Describes the most important actions a company must do to make its
business model work. The key activities can be categorized as:
production (relate to designing, making, and delivering a product with
a superior quality, problem resolution (relate to coming up with new
solutions to individual customer problems) and platform/network.
Key Prtnerships (KP)
Describes the network of suppliers and partners that make the
business model work with the purpose of optimize it, reduce risk or
acquires resources. There are four types of partnerships: strategic
alliances, strategic partnerships between competitors, joint ventures to
develop new businesses, buyer-supplier relationships to assure
reliable supplies.
Cost Structure (CS)
Describes all costs incurred to operate a business model, there is two
types of cost structure: cost-driven (focus on minimizing costs
wherever possible) and value-driven (less concerned with the cost
implications and focus on value creation like personalized service o
exclusivity).
The cost structures can have the following characteristics:
-

Fixed costs. Costs that remain the same despite the volume of goods or services
produced.
Variable costs. Costs that vary proportionally with the volume of goods or services
produced.
Economies of scale. Cost advantages that a business enjoys as its output expands.
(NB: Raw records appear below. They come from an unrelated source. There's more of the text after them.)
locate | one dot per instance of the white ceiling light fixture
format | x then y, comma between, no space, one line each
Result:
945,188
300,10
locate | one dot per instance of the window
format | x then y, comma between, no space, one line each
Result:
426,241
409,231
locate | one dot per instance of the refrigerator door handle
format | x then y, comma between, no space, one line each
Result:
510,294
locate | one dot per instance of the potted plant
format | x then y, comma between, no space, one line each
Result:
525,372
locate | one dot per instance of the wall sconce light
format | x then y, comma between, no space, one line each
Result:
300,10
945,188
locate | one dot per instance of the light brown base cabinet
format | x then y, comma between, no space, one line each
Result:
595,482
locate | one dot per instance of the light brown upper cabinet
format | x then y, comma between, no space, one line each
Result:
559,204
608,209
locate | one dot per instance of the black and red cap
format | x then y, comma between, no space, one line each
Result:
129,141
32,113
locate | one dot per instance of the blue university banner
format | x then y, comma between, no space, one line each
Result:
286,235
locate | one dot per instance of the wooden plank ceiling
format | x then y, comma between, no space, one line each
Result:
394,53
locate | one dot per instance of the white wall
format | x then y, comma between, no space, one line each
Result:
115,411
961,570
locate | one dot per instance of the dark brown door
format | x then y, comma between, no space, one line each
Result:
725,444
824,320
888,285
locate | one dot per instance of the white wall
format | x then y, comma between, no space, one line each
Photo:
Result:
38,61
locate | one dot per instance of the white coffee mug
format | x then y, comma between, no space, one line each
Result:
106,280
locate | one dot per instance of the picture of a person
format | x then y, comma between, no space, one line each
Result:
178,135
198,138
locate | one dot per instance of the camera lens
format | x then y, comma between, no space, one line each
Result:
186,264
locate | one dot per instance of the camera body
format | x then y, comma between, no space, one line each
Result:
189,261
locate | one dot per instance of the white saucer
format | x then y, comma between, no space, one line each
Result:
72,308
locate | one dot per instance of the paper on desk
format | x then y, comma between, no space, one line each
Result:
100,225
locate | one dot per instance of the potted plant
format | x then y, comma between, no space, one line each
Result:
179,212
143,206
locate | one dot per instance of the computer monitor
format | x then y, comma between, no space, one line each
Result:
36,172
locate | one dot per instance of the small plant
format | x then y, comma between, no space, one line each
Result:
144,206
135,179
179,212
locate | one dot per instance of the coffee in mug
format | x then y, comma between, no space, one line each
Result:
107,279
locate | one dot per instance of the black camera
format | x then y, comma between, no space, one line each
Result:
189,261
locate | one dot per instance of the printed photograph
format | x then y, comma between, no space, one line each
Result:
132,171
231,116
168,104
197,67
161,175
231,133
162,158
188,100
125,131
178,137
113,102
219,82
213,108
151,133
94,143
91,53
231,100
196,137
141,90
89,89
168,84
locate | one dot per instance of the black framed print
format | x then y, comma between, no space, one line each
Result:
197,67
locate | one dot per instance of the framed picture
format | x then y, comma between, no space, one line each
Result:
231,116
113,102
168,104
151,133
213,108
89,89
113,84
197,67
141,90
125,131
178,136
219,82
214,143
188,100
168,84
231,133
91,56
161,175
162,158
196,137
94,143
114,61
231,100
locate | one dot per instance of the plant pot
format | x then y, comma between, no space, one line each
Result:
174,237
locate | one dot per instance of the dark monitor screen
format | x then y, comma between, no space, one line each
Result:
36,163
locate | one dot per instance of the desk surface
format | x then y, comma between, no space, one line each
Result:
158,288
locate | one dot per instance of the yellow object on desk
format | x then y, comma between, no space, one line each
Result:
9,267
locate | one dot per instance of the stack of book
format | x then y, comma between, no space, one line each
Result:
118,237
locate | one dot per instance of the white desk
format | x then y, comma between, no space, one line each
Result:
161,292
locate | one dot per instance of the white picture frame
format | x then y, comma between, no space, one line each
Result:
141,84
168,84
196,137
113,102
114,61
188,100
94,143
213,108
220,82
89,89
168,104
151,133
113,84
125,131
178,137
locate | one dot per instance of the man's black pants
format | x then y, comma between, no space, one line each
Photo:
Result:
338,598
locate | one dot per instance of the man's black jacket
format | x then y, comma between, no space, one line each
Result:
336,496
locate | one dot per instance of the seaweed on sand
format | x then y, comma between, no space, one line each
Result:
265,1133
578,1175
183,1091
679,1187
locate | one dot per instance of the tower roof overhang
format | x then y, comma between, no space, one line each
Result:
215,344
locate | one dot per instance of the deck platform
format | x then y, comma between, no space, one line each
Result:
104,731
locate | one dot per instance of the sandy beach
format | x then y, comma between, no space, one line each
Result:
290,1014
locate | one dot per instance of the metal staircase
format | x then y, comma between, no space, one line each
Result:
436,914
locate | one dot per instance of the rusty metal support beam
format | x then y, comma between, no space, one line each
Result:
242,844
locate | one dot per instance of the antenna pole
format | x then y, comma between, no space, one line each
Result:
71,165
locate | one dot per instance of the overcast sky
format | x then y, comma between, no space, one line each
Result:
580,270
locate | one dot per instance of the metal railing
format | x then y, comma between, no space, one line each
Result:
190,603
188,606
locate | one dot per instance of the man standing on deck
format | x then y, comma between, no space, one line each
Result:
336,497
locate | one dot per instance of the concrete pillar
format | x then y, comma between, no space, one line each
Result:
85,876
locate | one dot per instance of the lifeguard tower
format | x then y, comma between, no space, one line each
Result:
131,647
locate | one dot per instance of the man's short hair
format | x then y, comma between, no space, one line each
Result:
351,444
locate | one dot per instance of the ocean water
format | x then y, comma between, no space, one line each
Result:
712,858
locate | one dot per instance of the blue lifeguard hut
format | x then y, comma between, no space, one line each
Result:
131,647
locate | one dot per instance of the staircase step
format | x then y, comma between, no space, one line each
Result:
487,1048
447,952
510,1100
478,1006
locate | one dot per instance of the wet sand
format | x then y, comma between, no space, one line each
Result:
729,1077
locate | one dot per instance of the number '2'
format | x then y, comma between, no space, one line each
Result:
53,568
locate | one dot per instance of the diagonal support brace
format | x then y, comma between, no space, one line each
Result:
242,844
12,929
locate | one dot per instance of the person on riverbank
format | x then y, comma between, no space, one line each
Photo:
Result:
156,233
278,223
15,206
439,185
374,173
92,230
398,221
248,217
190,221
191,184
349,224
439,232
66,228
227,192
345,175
Economies of scope. Cost advantages that a business enjoys due to a larger scope of
operation.

Patterns. Is the idea of capturing idea as descriptions with a standardized format for an
immediate use in the design of business model.
Design. There are several techniques and tools that help to design an innovative business
model and create value for users.
Strategy. It will help to question the business model established and strategically analyze
the environment in which it operates.